Un document publié par un organisme des droits de l’Homme examine la situation de la prostitution enfantine dans le monde, et tout particulièrement en Inde

Dora VALAYER

08 / 1997

En introduction, l’éditeur en chef conteste l’utilisation du mot de "prostitués" pour les enfants, estimant que, pour chacun de ces cas, il faut parler d’abus sexuel et de viol. Pour lui, la société de consommation fonde sa religion sur un marché dont les enfants sont victimes à leur tour, et beaucoup des violeurs viennent des pays occidentaux, mais il existe aussi des pratiques spécifiquement indiennes, qui sont à l’origine des bordels, avec le système des castes, et certaines coutumes et traditions locales, comme celles des petites filles danseuses dans les temples. La plupart des enfants viennent du Rajasthan, de l’Andhya Prodesh et du Madya Pradesh. Le plus grand nombre d’entre eux se trouvent dans les grandes villes. Il existe des réseaux, qui bénéficient parfois des complicités de la police. Les lois sont inadéquates, Les enfants sont encore trop souvent traités en contrevenants plutôt qu’en victimes. L’Inde a ratifié la Convention Internationales des Droits de l’Enfant et se doit de mettre sa législation et ses dispositifs en accord avec ses engagements.

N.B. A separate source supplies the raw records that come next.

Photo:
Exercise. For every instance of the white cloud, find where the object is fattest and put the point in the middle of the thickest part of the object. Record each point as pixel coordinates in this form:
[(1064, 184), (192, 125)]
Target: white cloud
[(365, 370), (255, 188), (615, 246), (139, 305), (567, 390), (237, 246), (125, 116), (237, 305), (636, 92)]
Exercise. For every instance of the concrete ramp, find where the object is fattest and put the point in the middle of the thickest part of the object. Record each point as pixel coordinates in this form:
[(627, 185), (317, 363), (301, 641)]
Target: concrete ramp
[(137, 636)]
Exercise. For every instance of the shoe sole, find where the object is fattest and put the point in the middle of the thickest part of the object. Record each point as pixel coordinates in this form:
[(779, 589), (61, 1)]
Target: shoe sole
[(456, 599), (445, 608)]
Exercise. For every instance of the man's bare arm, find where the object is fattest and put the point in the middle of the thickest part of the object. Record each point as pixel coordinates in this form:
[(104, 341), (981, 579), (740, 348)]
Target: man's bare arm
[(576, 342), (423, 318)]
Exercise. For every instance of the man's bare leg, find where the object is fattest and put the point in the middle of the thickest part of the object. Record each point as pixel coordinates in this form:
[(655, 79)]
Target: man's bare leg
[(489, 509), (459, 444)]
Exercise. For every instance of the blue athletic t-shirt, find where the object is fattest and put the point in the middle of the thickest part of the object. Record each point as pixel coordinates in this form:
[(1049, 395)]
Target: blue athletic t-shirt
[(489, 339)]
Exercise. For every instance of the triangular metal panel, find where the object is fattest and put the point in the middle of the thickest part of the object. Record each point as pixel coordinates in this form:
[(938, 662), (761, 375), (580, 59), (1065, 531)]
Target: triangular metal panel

Les enfants sont payés parfois 50 roupies (quelques centimes)qui leur sont souvent repris par le souteneur jusqu’à "remboursement" (peu probable), de la somme qu’il a versée pour l’achat de l’enfant. Les remèdes préconisés comportent comme partout la dépénalisation de la prostitution des enfants, un traitement social, un suivi social des familles à risques et notamment des mères prostituées. On constate toutefois que, par exemple, la scolarisation des enfants de prostituées est en moyenne très supérieure à celle de leurs mère. La plupart des mesures proposées sont semblables à celles qui sont préconisées partout dans le monde, mais on relève certaines propositions inattendues comme celle qui consisterait à assurer des pensions aux femmes âgées. En effet, privées de toute aide sociale, certaines n’ont comme moyens de vivre que de tenir des bordels d’enfants. En Inde, la détection, la prévention et le traitement du Sida sont loin, par manque de moyens, de permetttre même une évaluation de l’épidémie. 80 pour cent des prostitués sont atteints d’une ou de plusieurs maladies sexuellement transmissibles. Les services spécialisés estiment à 1 million-et-demi le nombre de personnes infectées par le virus du Sida, avec prédominance dans l’état du Maharashtra. Un million de prostitués seraient atteints. Il est peu vraisemblable qu’en l’an 2000 le chiffre soit inférieur à 2 millions-et-demi. Les enfants sont les premières victimes, et l’illusion que les petites filles sont indemnes parce que vierges, multiplie chez les clients la demande d’enfants de plus en plus jeunes. Les petites filles du Nepal seraient les plus touchées. Lorsqu’une enfant est atteinte du Sida, elle est aussitôt renvoyée du bordel et finit dans la rue. Le problème de l’information sur les préservatifs est compliqué par la diversité des langues : les enfants transportées en vue de la prostitution ne comprennent pas la langue des travailleurs sociaux.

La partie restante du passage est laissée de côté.